The social authority of such a person as Mrs. Gerrish was not the only
change that bewildered Annie, and the effort to extend her relations with
the village people was one from which she shrank till her consciousness had
more perfectly adjusted itself to the new conditions. Meanwhile Dr. Morrell
came to call the night after their tea at the Putneys', and he fell into
the habit of coming several nights in the week, and staying late. Sometimes
he was sent for at her house by sick people, and he must have left word at
his office where he was to be found.
He had spent part of his student life in Europe, and he looked back to his
travel there with a fondness that the Old World inspires less and less in
Americans. This, with his derivation from one of the unliterary Boston
suburbs, and his unambitious residence in a place like Hatboro', gave her
a sense of provinciality in him. On his part, he apparently found it droll
that a woman of her acquaintance with a larger life should be willing
to live in Hatboro' at all, and he seemed incredulous about her staying
after summer was over. She felt that she mystified him, and sometimes she
felt the pursuit of a curiosity which was a little too like a psychical
diagnosis. He had a way of sitting beside her table and playing with her
paper-cutter, while he submitted with a quizzical smile to her endeavours
to turn him to account.
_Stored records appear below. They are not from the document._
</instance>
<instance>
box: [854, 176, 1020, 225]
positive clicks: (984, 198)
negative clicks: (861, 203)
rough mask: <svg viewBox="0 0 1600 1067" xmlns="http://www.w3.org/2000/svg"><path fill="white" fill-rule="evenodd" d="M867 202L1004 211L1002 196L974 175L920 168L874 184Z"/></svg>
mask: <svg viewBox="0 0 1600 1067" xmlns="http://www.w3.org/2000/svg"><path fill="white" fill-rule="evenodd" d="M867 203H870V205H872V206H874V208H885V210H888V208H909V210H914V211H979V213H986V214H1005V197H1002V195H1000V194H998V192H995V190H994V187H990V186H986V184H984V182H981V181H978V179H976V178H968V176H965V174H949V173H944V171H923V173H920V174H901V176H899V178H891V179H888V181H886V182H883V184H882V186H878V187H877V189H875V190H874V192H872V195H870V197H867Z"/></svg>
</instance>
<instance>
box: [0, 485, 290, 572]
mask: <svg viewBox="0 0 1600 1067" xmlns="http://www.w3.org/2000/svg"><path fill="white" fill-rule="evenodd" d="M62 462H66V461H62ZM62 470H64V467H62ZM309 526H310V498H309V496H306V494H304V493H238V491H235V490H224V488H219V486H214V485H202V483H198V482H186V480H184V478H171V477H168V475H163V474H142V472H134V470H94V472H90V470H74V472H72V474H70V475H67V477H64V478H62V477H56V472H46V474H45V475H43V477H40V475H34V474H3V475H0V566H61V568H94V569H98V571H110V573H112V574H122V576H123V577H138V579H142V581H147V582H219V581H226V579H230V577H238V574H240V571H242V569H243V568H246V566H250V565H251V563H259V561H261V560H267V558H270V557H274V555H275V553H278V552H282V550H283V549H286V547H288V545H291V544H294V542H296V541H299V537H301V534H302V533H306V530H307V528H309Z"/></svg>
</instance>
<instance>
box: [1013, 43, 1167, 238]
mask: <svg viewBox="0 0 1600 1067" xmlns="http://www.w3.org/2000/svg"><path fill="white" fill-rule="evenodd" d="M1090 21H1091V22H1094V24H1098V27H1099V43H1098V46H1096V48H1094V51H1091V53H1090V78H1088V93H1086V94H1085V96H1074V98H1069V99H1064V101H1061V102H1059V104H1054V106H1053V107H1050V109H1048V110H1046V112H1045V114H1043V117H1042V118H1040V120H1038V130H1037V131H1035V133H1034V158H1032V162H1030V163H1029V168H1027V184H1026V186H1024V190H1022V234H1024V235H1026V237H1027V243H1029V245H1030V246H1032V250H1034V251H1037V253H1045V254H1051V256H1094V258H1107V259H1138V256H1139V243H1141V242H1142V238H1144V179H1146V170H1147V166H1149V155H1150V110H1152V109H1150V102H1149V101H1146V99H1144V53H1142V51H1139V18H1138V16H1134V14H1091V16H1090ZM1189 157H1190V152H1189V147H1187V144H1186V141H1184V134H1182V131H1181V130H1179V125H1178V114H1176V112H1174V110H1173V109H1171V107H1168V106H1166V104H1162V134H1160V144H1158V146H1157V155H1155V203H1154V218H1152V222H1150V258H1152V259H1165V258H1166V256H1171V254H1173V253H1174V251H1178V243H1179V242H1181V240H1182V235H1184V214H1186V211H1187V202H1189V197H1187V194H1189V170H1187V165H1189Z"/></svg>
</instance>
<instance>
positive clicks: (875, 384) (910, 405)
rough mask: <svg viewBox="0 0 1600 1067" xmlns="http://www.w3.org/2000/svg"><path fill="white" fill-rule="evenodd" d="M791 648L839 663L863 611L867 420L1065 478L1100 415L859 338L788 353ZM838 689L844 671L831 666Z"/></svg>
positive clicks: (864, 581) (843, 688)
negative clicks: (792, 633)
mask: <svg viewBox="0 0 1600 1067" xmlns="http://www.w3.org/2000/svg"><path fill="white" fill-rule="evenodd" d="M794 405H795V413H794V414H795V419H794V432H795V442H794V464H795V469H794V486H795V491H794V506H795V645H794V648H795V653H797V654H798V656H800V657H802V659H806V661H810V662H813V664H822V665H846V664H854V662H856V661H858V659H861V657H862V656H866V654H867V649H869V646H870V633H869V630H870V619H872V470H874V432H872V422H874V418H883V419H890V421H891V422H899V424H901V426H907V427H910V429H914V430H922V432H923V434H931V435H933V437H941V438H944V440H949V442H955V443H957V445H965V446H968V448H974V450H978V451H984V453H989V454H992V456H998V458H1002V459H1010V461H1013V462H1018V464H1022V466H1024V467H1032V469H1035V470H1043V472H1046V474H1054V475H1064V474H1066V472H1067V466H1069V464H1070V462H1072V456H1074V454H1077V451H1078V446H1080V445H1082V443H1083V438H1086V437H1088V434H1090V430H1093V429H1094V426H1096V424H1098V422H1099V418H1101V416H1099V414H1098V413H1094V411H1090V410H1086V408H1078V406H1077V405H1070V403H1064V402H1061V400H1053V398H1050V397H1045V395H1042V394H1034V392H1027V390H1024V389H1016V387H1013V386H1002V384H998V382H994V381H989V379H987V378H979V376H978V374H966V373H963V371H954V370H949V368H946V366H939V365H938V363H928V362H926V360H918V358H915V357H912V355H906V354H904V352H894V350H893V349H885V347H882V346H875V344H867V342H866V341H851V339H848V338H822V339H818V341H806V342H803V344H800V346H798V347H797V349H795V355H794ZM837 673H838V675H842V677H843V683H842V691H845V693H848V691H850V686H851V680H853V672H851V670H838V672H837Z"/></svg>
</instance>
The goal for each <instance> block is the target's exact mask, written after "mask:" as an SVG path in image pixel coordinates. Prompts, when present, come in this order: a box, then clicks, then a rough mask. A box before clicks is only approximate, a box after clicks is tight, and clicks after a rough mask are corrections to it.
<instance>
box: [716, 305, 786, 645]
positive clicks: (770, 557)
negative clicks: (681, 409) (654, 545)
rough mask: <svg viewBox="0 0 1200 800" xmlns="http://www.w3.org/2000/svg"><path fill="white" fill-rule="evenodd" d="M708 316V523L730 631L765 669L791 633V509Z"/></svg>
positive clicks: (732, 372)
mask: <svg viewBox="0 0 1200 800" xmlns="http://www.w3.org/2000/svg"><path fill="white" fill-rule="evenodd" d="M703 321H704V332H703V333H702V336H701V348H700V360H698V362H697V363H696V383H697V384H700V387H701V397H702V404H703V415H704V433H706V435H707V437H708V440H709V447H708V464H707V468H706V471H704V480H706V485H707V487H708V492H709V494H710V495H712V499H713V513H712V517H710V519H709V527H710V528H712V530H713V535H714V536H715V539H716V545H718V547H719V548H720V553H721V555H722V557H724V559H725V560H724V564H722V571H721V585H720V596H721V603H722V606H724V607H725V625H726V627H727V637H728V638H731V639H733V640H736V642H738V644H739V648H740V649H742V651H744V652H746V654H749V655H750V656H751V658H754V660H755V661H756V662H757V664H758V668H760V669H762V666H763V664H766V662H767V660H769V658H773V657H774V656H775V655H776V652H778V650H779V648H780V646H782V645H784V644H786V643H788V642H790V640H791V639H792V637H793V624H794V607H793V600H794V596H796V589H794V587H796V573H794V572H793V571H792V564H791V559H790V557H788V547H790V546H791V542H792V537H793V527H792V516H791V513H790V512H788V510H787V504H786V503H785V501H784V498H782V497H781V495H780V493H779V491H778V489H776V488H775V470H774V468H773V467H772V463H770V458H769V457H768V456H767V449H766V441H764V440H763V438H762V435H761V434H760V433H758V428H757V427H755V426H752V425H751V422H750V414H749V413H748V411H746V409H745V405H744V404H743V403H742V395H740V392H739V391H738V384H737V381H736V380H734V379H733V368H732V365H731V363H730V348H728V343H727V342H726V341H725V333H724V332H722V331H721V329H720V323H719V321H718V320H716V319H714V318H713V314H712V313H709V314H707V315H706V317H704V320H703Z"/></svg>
She did not mind his laughing at her eagerness (a
woman is willing enough to join a man in making fun of her femininity if
she believes that he respects her), and she tried to make him talk about
Hatboro', and tell her how she could be of use among the working people.
She would have liked very much to know whether he gave his medical service
gratis among them, and whether he found it a pleasure and a privilege to do
so. There was one moment when she would have liked to ask him to let her be
at the charges of his more indigent patients, but with the words behind her
lips she perceived that it would not do. At the best, it would be taking
his opportunity from him and making it hers. She began to see that one
ought to have a conscience about doing good.